This weekends mods are to remove the "dealer" sticker in the rear window and remove the "SUPAGARD" sticker on drivers window :doublesho


----------



## mattsbmw (Jul 20, 2008)

swordjo said:


> I'd keep them black, you might not be able to get a yellow that matches that one and it would look tacky if they didn't match.


Have you thought about green for the calipers tradditional lotus colours yellow and green?

My dad has a 97 lotus series 1 he painted the calipers yellow with green lettering using the Plastikote stuff from B&Q still going strong 18 monthsw later.

the yeloow was a good match for the badge.


----------



## "SkY" (Apr 21, 2009)

very nice car and color..i like it.


----------



## SURFERROSA (Feb 7, 2007)

SURFERROSA said:


> There's even a dodgy detailer that hangs out on there. Watch out for him.:wave:


Just had a text from my mate Ally Rennie (the detailer on Scottish Elises!). Apparently he has had some texts about my comment above. As you can see from the emoticons in my original post it was a joke!!!!!!!!!!!

Ally is a fine detailer and his work speaks for itself. That's why I'm letting him work with me next weekend:thumb: Looking forward to it very much.

No offence meant. Ally, you can now withdraw the threats of Fife's Finest Torture on me!? Please?

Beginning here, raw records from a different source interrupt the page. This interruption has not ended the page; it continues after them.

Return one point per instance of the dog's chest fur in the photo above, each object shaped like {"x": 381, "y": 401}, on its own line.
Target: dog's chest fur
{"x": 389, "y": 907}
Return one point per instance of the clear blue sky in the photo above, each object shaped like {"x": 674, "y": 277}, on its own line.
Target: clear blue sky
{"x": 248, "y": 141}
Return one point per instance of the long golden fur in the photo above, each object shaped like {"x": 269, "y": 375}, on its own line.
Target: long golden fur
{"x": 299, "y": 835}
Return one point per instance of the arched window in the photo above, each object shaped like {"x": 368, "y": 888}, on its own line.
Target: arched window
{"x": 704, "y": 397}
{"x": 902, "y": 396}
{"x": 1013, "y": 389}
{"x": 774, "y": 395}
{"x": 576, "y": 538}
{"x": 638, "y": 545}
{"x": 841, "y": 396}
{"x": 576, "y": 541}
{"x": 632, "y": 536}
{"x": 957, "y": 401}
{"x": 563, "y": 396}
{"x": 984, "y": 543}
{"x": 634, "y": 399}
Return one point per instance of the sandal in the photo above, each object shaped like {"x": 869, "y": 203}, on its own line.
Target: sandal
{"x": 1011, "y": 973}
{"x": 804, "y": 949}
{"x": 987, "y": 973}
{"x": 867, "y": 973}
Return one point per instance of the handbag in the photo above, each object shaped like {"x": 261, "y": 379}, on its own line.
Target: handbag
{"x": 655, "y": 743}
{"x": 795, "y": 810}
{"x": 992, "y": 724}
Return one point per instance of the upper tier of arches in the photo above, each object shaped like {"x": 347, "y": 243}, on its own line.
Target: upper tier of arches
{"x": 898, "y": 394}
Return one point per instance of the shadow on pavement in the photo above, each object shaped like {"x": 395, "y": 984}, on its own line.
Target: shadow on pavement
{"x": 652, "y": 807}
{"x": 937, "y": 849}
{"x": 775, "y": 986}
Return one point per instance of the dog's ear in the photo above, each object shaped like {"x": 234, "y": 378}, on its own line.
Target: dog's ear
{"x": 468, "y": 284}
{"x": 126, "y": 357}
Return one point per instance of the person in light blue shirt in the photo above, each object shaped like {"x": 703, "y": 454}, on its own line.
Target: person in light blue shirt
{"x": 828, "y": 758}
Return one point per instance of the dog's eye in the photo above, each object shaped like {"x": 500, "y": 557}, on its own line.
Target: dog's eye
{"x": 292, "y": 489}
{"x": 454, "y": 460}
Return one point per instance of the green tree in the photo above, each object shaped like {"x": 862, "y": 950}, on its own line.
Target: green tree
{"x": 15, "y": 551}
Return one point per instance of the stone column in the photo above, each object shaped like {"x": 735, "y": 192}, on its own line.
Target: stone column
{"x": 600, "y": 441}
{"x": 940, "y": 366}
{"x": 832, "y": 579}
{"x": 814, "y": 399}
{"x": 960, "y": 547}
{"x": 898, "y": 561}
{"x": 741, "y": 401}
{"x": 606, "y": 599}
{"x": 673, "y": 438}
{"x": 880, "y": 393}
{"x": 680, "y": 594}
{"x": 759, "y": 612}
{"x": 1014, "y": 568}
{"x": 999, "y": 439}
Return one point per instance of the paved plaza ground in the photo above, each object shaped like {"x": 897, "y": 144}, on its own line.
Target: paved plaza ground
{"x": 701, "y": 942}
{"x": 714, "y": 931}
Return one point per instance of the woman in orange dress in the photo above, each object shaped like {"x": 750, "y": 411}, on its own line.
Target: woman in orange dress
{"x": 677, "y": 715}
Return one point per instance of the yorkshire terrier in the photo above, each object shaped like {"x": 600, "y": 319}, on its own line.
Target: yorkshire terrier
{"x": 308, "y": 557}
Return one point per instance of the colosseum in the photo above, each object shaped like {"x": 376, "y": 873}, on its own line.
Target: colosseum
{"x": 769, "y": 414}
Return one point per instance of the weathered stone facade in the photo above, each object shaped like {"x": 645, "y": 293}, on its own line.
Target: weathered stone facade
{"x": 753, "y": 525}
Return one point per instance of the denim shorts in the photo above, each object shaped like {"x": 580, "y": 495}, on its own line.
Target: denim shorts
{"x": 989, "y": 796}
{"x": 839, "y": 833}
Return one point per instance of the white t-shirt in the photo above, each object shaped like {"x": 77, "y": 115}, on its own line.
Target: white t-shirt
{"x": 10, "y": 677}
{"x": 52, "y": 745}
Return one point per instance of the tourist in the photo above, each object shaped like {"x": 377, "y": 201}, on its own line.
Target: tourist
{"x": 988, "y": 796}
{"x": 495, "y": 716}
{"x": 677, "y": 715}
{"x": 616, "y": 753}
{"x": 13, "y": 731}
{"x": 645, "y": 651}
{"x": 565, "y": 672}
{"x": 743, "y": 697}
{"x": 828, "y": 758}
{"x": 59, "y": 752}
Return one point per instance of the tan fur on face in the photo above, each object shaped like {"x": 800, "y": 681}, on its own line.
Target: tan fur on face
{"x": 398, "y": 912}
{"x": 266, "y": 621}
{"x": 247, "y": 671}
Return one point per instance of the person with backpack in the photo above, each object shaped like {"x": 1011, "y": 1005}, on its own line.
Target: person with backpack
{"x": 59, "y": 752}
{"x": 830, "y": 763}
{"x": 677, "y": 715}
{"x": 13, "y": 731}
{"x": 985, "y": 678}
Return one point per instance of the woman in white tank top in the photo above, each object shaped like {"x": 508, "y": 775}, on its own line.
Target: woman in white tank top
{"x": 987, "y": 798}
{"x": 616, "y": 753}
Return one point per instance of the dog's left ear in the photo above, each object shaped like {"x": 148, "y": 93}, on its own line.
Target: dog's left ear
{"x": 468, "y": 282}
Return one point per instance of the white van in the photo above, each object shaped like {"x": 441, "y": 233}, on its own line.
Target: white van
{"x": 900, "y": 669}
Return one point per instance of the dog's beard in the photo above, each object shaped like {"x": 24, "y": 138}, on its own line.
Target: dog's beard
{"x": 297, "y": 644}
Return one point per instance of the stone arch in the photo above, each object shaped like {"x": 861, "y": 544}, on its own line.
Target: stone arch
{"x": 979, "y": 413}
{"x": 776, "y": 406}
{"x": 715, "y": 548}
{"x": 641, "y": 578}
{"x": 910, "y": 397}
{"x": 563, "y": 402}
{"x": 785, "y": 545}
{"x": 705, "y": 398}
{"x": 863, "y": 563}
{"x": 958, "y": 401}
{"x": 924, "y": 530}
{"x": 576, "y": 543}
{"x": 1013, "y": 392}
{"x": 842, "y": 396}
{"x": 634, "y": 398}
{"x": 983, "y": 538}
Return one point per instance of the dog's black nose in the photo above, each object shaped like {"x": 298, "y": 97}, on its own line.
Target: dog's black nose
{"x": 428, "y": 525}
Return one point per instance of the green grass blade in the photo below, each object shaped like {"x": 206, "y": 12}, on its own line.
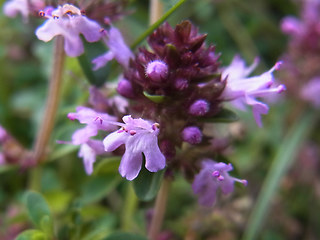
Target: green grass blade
{"x": 282, "y": 161}
{"x": 157, "y": 24}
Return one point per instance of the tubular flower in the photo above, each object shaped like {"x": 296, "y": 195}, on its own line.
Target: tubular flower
{"x": 213, "y": 176}
{"x": 89, "y": 151}
{"x": 68, "y": 22}
{"x": 241, "y": 90}
{"x": 95, "y": 121}
{"x": 139, "y": 136}
{"x": 117, "y": 50}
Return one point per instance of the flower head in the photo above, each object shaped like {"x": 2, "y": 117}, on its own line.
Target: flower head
{"x": 68, "y": 21}
{"x": 139, "y": 137}
{"x": 213, "y": 176}
{"x": 311, "y": 92}
{"x": 243, "y": 91}
{"x": 117, "y": 50}
{"x": 95, "y": 121}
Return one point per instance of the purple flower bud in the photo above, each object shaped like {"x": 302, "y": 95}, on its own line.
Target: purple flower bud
{"x": 192, "y": 135}
{"x": 181, "y": 83}
{"x": 125, "y": 88}
{"x": 157, "y": 70}
{"x": 199, "y": 108}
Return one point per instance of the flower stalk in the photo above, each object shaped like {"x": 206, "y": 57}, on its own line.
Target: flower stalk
{"x": 159, "y": 210}
{"x": 52, "y": 102}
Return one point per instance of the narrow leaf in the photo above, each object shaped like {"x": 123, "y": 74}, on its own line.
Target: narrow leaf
{"x": 283, "y": 160}
{"x": 39, "y": 211}
{"x": 124, "y": 236}
{"x": 154, "y": 98}
{"x": 31, "y": 235}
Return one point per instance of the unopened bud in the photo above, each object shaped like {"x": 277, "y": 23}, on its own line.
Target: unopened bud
{"x": 157, "y": 71}
{"x": 199, "y": 108}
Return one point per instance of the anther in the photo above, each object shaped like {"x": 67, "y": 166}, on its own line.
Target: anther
{"x": 42, "y": 13}
{"x": 155, "y": 126}
{"x": 132, "y": 132}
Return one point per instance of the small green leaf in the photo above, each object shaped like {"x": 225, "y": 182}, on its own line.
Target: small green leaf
{"x": 107, "y": 166}
{"x": 32, "y": 235}
{"x": 124, "y": 236}
{"x": 147, "y": 184}
{"x": 224, "y": 116}
{"x": 39, "y": 211}
{"x": 154, "y": 98}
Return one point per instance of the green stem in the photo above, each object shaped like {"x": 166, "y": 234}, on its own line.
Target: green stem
{"x": 159, "y": 210}
{"x": 52, "y": 102}
{"x": 157, "y": 24}
{"x": 129, "y": 208}
{"x": 156, "y": 10}
{"x": 282, "y": 161}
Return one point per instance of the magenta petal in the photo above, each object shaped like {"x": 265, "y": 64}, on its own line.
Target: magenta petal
{"x": 73, "y": 46}
{"x": 89, "y": 157}
{"x": 89, "y": 28}
{"x": 130, "y": 164}
{"x": 155, "y": 160}
{"x": 114, "y": 140}
{"x": 83, "y": 135}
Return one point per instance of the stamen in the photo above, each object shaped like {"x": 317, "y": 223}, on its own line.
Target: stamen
{"x": 132, "y": 132}
{"x": 99, "y": 118}
{"x": 42, "y": 13}
{"x": 155, "y": 126}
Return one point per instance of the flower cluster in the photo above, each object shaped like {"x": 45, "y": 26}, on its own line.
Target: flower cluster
{"x": 176, "y": 84}
{"x": 301, "y": 69}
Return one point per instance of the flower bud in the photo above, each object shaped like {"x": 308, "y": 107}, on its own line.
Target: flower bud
{"x": 181, "y": 83}
{"x": 157, "y": 70}
{"x": 199, "y": 108}
{"x": 125, "y": 88}
{"x": 192, "y": 135}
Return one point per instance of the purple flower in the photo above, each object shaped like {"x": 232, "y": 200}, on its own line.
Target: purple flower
{"x": 68, "y": 22}
{"x": 192, "y": 135}
{"x": 117, "y": 50}
{"x": 242, "y": 91}
{"x": 139, "y": 136}
{"x": 88, "y": 151}
{"x": 311, "y": 92}
{"x": 14, "y": 7}
{"x": 212, "y": 176}
{"x": 95, "y": 121}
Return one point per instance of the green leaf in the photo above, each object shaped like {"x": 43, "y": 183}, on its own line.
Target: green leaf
{"x": 157, "y": 24}
{"x": 124, "y": 236}
{"x": 224, "y": 116}
{"x": 39, "y": 212}
{"x": 147, "y": 184}
{"x": 107, "y": 166}
{"x": 98, "y": 187}
{"x": 32, "y": 235}
{"x": 154, "y": 98}
{"x": 93, "y": 50}
{"x": 282, "y": 161}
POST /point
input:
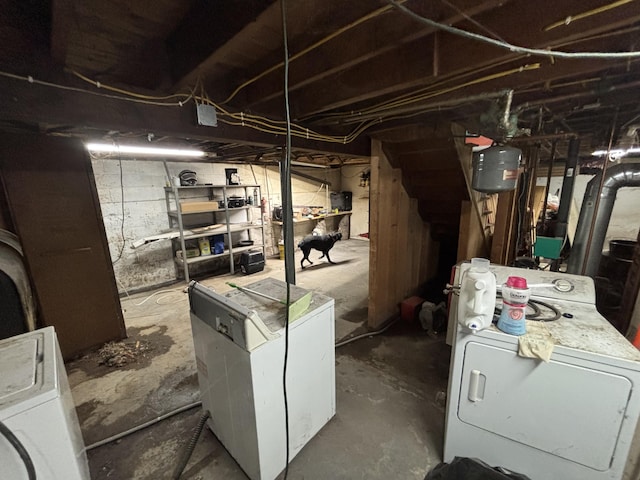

ROBERT - No problems, you done my car a few months back, so I'll return the favour!


----------



## RRobert (Aug 10, 2007)

Okay okay ,no fighting on my Lotus thread. Fifers,Kiss and make up with john . X


----------



## Renmure (Jan 18, 2007)

xpressvalet said:


> Fifers,Kiss and make up with john . X


Golly, I thought that was how they reproduced in Fife!! 
ps.. Hi Ally

Back to the Detailing. My fav products:


----------



## alan_mcc (Oct 28, 2008)

xpressvalet said:


> yellow caliper paint anyone?


how about you do the hubs yellow also?
would certainly be different..

smashing car btw  love the colour


----------



## SuperTrooper (Apr 17, 2009)

Looks minted! Always dreamed of having something small and fun but at 6ft6 its kinda hard to fit into most cars 


G


----------



## Gav Z3 M Coupe (Jan 23, 2007)

Car looks spot on. on my list of must haves


----------



## RRobert (Aug 10, 2007)

:wave: 
First important modification to the motor completed over the weekend.....the Supagard and dealer stickers had to go.


























sorry Murray Motor Co. 



















Supagard, not sorry about that one :shock:

Joking aside, I got the car up off the wheels and started the hyper cleaning schedule i have planned. The arches cleaned & dressed, inner and outer wheels cleaned & sealed and the brake disks/calipers painted. I will start a new thread in the GALLERY section soon as....
cheers
Robert


----------



## todd (Jul 28, 2007)

Hmmm, preferred your black Merc 



Kidding aside, that really is a stunning car, best colour IMO and having seen your old TT, sure it'll be mint in no time


----------



## flyfs6 (Nov 13, 2006)

Stunning little car :thumb:. Without a doubt you'll be have a lot of fun in this.


----------



## LJB (Dec 28, 2008)

Health to enjoy your new toy mate. Nice one


----------



## RRobert (Aug 10, 2007)

todd said:


> Hmmm, preferred your black Merc
> 
> Kidding aside, that really is a stunning car, best colour IMO and having seen your old TT, sure it'll be mint in no time


cheers Todd, long time no hear.

the cleaning has started....http://www.detailingworld.co.uk/forum/showthread.php?t=118387


----------



## RRobert (Aug 10, 2007)

a little update......got the diffuser back and fitted this morning. 
gone is the aluminium naffness.........


















 long live the black diffuser lovelyness.........
































































:thumbsup


----------



## Will4long (Aug 7, 2007)

Just having a peek. Nice motor and defo a big improvement with the black diffuser....:thumb:


----------